Question:
What other types of bipolar disorder are there, and what are
the distinctions?
Answer:
Effexor uis an antidepressant. You need a mood stabilzer if you do have
Bipolar Affective Disorder. Biploar disorder (Manic - Depressive illness) is classified into Biploar
I disorder and Bipolar II disorder. Bipolar I disorder is diagnosed
based on the presence of atleast one manic episode with or without the
presence of major depressive episode. Bipolar II disorder is diagnosed
by the presence of at least one Hypomanic episode and one or more major
depressive episodes. Manic episode differs from hypomanic episode by the
presence of more sever symptoms for longer duration of time. In Biploar
I disorder, a person can have significant impairment in social,
occupational or other important areas of functioning where as in Bipolar
II disorder, it is unlikely. A. Bipolar 2 disorder involves the cyclical alternation of major
depressive periods with periods of so-called hypomania. Hypomania is a
state of elevated energy and/or mood that falls short of outright mania.
Hypomanic individuals do not become frankly delusional or require
hospitalization.
Typical symptoms during the depressive phase of type 2 bipolar disorder
(or type 1, which involves alternating major depression and mania)
include persistently depressed mood (nearly every day), hopelessness,
poor concentration, increased or decreased appetite, increased or
decreased weight, loss of pleasure in most activities, and poor
concentration. (Bipolar depression more often presents with excessive
eating and sleeping than does unipolar depression.)

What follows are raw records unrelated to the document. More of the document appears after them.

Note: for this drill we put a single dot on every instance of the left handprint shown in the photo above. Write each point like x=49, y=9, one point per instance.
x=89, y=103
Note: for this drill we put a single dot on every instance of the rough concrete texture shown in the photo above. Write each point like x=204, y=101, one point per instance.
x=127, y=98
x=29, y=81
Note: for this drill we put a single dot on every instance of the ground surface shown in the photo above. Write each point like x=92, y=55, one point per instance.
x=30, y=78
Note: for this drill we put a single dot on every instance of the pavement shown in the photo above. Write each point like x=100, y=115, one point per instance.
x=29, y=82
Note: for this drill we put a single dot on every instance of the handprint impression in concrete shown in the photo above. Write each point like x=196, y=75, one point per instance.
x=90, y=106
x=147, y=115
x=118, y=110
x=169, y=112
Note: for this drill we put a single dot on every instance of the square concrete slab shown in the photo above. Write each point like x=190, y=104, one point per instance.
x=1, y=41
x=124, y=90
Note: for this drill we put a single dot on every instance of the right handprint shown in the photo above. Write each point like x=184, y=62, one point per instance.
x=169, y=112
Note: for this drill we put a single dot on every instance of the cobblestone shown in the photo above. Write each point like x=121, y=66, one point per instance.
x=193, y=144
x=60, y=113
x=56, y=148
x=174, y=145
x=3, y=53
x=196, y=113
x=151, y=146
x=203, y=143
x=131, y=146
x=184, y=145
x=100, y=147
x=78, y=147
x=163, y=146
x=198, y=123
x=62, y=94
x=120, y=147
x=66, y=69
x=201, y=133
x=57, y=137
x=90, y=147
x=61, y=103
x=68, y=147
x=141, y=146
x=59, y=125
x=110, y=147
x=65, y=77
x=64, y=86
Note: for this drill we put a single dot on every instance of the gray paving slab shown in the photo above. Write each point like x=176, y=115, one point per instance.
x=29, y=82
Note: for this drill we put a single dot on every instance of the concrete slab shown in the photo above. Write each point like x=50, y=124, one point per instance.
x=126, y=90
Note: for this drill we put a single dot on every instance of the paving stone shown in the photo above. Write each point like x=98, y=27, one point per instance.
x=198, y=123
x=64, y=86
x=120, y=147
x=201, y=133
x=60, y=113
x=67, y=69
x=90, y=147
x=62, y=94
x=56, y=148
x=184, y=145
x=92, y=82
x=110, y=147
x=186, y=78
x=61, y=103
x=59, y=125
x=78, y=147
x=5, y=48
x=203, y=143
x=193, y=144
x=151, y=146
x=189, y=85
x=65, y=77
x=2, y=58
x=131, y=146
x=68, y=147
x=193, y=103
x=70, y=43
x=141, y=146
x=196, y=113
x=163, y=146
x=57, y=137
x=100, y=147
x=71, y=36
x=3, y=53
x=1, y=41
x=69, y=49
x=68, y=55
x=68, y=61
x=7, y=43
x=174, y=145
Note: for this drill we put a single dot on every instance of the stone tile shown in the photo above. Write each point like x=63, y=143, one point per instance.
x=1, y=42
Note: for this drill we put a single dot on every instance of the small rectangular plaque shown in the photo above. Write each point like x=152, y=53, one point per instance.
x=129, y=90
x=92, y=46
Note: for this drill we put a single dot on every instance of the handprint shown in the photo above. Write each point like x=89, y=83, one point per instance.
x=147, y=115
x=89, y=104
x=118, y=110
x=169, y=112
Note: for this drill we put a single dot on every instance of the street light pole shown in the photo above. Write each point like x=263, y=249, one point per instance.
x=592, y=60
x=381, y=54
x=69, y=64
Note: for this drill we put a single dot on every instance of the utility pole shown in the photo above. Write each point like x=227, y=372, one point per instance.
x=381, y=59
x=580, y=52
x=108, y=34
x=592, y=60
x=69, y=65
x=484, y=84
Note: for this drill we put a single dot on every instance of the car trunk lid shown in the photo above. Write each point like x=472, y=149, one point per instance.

The hypomanic individual typically presents with heightened energy,
elevated or irritable mood, increased talkativeness, decreased need for
sleep, increased social or sexual activity, and increased spending or
work-related activities. Some bipolar type 2 individuals get most of
their creative work done in their hypomanic periods, knowing that they
have only so much time before they "crash." Bipolar type 2 disorder is
associated with significant social and vocational disability and an
increased risk of suicide. In addition to type 1 (classical) and type 2
bipolar disorder, some clinicians speak of "type 3" bipolar in relation
to drug- or medication-induced bipolar mood swings. Many such
individuals have a family history of type 1 or 2 bipolar disorder. The
mainstay of treatment for both type 1 and 2 bipolar disorder is the use
of mood stabilizers, such as lithium, valproate and carbamazepine.
Recently, two new agents--lamotrigine and gabapentin--have been used
with some success in bipolar patients. Educative and supportive
counseling is also an integral part of treatment.